Do I worry that she'll pull something if I go away for a night? Not really. Don't get me wrong, the thought crosses your mind, but when I think about it, it's my insecurity more than really thinking she'll pull something else.
You've been through this, as we all have, and there are SO many things that people in A's do and say to tip their hand that I feel like it would almost be impossible for her to have another one without me knowing. Maybe a ONS she could get away with, but with all we've been through and her remarkable turnaround these last 9 months, I just don't see it, at least not at this moment.
There were a couple times shortly after the A ended for OM, but not for W (she still hung on even though OM had moved on to his next victim months before) that I went away for a few days (once for work and once for pleasure) that I was so sure in my mind that he'd be coming to visit for that good by boink that while I was away it was all I could think about. But when I got home and W was in a totally pissy mood, it reaffirmed to me that W wanted OM to visit and he blew her off. I even saw a TM between W and a GF stating that on one of the trips.
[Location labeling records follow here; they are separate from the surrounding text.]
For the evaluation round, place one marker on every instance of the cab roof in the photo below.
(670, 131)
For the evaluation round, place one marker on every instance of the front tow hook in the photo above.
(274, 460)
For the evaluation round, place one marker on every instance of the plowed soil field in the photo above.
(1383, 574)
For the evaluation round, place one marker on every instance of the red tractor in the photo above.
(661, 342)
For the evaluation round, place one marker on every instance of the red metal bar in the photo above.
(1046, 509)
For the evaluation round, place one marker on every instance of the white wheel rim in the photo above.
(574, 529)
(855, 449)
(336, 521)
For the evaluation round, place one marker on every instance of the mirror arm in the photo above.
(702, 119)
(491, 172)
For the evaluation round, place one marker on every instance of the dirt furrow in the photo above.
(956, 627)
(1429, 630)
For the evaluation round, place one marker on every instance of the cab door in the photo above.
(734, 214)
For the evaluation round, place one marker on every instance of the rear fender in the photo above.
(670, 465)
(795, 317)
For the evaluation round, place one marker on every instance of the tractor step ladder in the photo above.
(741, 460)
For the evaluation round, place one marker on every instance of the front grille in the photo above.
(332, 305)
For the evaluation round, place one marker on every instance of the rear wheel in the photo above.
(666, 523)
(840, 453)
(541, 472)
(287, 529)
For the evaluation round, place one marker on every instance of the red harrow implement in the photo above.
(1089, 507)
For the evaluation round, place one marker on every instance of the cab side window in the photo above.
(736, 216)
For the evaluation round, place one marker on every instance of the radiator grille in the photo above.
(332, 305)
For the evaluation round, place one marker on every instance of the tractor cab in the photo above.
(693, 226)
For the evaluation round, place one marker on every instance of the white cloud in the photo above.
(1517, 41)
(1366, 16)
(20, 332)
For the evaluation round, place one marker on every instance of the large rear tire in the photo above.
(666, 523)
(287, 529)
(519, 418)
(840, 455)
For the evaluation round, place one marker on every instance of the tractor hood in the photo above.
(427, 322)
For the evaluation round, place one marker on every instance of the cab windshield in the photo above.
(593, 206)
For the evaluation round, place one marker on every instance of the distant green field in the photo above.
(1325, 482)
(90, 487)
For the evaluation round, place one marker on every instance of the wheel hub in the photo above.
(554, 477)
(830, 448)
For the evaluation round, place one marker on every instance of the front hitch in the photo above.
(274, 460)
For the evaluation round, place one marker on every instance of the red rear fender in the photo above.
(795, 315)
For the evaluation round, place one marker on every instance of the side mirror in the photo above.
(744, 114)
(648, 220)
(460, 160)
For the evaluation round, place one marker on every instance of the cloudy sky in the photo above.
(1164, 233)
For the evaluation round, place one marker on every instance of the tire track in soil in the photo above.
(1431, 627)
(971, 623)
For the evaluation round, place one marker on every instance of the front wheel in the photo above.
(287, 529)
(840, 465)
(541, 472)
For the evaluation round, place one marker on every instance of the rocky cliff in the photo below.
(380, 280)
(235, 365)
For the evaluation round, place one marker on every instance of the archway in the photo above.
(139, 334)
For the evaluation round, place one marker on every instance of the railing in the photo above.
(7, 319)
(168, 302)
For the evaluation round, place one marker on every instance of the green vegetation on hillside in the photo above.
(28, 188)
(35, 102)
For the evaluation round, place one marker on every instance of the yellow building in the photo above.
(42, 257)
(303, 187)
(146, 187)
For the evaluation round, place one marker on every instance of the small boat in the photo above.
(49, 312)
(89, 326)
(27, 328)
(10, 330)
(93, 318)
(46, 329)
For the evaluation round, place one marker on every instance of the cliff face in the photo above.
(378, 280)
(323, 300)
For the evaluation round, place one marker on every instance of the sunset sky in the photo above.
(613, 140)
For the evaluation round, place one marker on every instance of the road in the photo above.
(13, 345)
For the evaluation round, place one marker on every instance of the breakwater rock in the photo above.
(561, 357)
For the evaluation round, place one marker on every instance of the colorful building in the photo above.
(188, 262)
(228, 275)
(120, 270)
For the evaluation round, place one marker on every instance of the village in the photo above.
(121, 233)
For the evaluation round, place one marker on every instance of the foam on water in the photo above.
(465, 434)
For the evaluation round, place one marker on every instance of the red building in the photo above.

So yes, being as new to piecing as you are, those feelings are totally normal, but ya know what? Like I told Pearl on her thread, if she's going to do that or go there again, I'm done and won't look back, so if she wants to F it up, that's her business.
Hope this helps.
Hope4us
Me - 49, W 49 S22 & S18 Dday 9/4/07 W claims NC 4/7/08 8/29/09 - Divorce Busted. Lots to work through, but we're going to make it.